Thanks to Bill Araiza for a very interesting post about hiring.  I want to tie Bill's post together with Mark Fenster's earlier post about meat market ethics, in a continuing exploration of the thoughts on credentials, gatekeepers, hierarchies, and so on that I've already started offering here. 

Bill writes about a particular kind of replication problem: not that faculties try to hire younger clones of themselves, but that schools typically hire "non-risky candidates," by which he means candidates "that have all the right standard credentials."  The Moneylaw folks, and others, have argued that these are not necessarily the most non-risky candidates, in that there are better proxies for future scholarly productivity.  But the broad point is that schools favor a fairly standard set of credentials when looking at hiring candidates.  (This ultimately is a replication problem, I think, because even if faculties try to hire better versions of themselves, they are still trying to hire better versions along dimensions that are roughly similar, if glitzier.  See also Shubha's comment to Bill's post.)  And in his post, Mark writes about the responsibilities that "hot" candidates -- meaning those who have the "'right credentials'" -- have to their suitors.  That is, if you're a top 20-looking candidate, do you have an obligation not to mislead "Law School #75" about your actual willingness to take a job there. 

Mark's question carries with it the implication, one that he neither agrees nor disagrees with but that is entirely common-sensical, that Top-20 Candidate is unlikely to be seriously interested in "Law School #75."  Let's use this to think about Bill's discussion, but from the prospect's view rather than the hiring committee's perspective.  Viewed in this light, candidates' own choices, their own assumptions that they ought to prefer school #20 to school #75, create a self-replication problem: candidates with strong conventional credentials are likely to flock to schools that have correspondingly strongly credentialed faculties, and avoid schools that are either just plain lower-ranked or that, in some cases, are lower ranked not because they are weak schools but because their credentials are less conventional.
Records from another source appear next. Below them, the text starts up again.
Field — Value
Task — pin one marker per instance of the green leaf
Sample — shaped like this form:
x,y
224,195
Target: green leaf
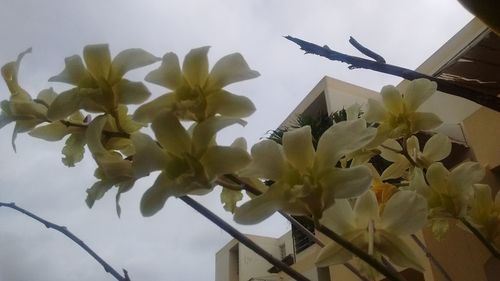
x,y
74,150
97,191
229,198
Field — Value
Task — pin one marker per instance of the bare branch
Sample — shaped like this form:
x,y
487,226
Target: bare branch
x,y
71,236
489,101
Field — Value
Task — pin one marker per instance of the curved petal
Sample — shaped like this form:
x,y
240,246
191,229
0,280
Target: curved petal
x,y
74,73
51,132
418,91
437,148
148,111
195,66
396,169
345,183
268,161
230,105
405,213
148,155
230,69
65,104
131,92
437,176
421,121
155,197
366,209
339,217
220,160
98,60
171,134
130,59
169,74
299,149
375,112
341,139
260,207
392,99
332,254
397,251
205,131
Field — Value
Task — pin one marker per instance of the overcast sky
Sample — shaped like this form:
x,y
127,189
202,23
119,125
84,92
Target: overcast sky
x,y
178,243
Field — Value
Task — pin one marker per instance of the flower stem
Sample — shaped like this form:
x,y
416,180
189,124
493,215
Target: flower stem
x,y
431,258
481,238
242,238
71,236
359,253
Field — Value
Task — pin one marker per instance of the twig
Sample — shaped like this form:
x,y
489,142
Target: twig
x,y
481,238
366,51
358,252
489,101
71,236
431,258
242,238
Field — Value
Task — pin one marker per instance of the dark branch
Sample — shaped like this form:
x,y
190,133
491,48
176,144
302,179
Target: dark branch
x,y
367,52
71,236
489,101
242,238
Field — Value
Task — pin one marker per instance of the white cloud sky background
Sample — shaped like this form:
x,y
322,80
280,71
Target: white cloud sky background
x,y
177,243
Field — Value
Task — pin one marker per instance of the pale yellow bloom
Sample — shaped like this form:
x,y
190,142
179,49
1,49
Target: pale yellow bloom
x,y
374,230
306,182
189,161
197,94
398,116
437,148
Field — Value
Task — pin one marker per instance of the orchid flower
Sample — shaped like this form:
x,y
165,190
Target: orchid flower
x,y
376,231
306,182
398,116
189,161
436,149
197,94
99,84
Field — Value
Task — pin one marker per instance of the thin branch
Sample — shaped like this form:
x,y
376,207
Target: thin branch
x,y
360,253
367,52
481,238
489,101
242,238
431,258
71,236
253,190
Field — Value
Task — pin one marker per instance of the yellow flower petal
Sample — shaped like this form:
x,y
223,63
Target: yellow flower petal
x,y
195,66
148,111
230,105
421,121
261,207
75,73
230,69
405,213
298,148
131,92
130,59
169,74
171,134
98,60
268,161
220,160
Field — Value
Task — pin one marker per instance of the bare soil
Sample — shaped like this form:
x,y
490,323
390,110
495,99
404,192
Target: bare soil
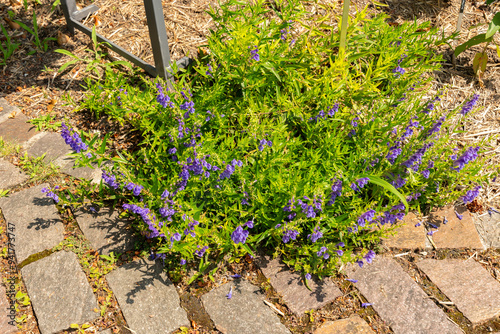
x,y
31,81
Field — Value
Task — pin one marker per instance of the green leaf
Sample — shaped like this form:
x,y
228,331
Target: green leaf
x,y
479,62
66,52
307,284
387,186
63,67
481,38
494,25
94,36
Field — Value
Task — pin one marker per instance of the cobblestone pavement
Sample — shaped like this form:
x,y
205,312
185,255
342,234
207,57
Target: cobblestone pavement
x,y
61,295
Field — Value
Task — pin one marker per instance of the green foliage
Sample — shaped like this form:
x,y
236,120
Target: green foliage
x,y
300,117
45,122
95,63
9,47
37,169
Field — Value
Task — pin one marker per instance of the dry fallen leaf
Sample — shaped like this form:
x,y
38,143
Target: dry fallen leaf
x,y
12,24
62,38
97,21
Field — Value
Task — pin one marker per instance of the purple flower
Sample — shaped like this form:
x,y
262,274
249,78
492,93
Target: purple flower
x,y
49,193
239,235
369,256
468,156
471,195
393,154
398,71
264,142
436,127
336,191
73,140
289,234
366,217
110,180
201,252
254,53
416,158
359,183
162,98
321,251
469,105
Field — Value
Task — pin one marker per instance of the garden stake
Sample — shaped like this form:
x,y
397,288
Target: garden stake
x,y
343,28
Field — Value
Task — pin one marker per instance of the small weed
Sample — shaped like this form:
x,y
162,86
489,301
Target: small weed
x,y
37,169
112,258
41,45
9,48
46,122
81,329
7,148
94,63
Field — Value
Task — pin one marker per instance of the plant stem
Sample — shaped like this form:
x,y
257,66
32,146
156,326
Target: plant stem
x,y
343,28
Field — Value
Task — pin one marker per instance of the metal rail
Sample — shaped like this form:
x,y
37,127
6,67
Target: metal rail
x,y
157,35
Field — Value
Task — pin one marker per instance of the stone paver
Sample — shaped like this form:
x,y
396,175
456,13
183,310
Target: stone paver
x,y
244,313
105,230
291,287
36,220
59,292
399,301
467,284
7,110
106,331
10,175
408,235
455,233
352,325
87,173
7,316
488,227
147,298
52,145
17,129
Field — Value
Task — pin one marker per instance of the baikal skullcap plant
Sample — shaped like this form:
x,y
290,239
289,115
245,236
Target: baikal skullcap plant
x,y
270,146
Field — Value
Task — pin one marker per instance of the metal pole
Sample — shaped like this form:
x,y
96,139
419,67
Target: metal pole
x,y
69,7
158,37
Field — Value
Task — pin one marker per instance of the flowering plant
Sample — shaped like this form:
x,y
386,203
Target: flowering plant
x,y
271,141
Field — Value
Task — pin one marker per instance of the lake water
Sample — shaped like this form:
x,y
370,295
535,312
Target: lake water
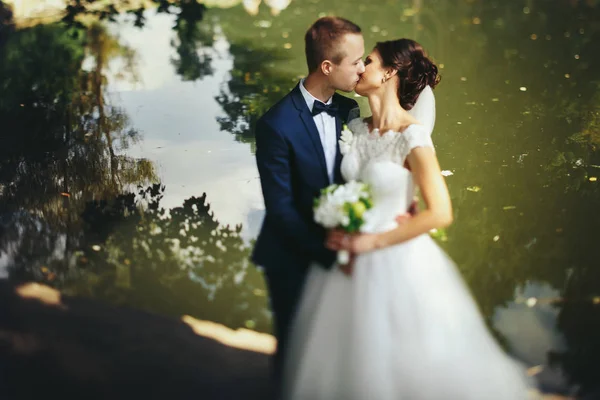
x,y
98,123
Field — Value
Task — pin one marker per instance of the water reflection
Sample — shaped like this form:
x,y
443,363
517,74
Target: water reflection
x,y
177,261
63,141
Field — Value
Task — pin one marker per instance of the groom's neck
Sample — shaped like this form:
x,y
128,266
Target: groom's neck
x,y
318,85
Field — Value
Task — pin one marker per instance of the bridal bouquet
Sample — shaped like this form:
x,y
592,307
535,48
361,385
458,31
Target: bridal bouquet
x,y
343,207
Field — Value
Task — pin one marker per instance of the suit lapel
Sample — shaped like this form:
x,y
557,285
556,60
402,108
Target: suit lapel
x,y
311,128
337,173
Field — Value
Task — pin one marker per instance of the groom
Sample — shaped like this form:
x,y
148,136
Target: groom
x,y
298,155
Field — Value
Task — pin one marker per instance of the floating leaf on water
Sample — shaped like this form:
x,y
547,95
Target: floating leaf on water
x,y
535,370
531,302
409,12
263,24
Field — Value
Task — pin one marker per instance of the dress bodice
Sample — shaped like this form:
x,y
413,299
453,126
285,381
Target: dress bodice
x,y
378,160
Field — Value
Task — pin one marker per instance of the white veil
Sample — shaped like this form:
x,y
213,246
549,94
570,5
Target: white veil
x,y
424,109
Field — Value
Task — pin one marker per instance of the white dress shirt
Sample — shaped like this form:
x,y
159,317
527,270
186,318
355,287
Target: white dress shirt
x,y
327,130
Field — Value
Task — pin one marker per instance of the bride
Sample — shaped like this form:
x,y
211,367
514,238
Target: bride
x,y
400,324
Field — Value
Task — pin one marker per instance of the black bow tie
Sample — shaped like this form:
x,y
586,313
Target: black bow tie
x,y
319,107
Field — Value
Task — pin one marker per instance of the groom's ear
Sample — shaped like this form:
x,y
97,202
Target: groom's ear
x,y
390,73
326,67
In one sense, we might look at this as not being a "problem" at all.  If you're a hotshot candidate, why not go to a hotshot school?  This is all just the market sorting itself out.  I think that's often enough true, and that there are many strongly credentialed schools and candidates whose performances, and not just their resumes, are very strong, so that the bargain looks like a good one from either side of the divide.  But all this assumes that both the candidates and the schools are actually making informed choices.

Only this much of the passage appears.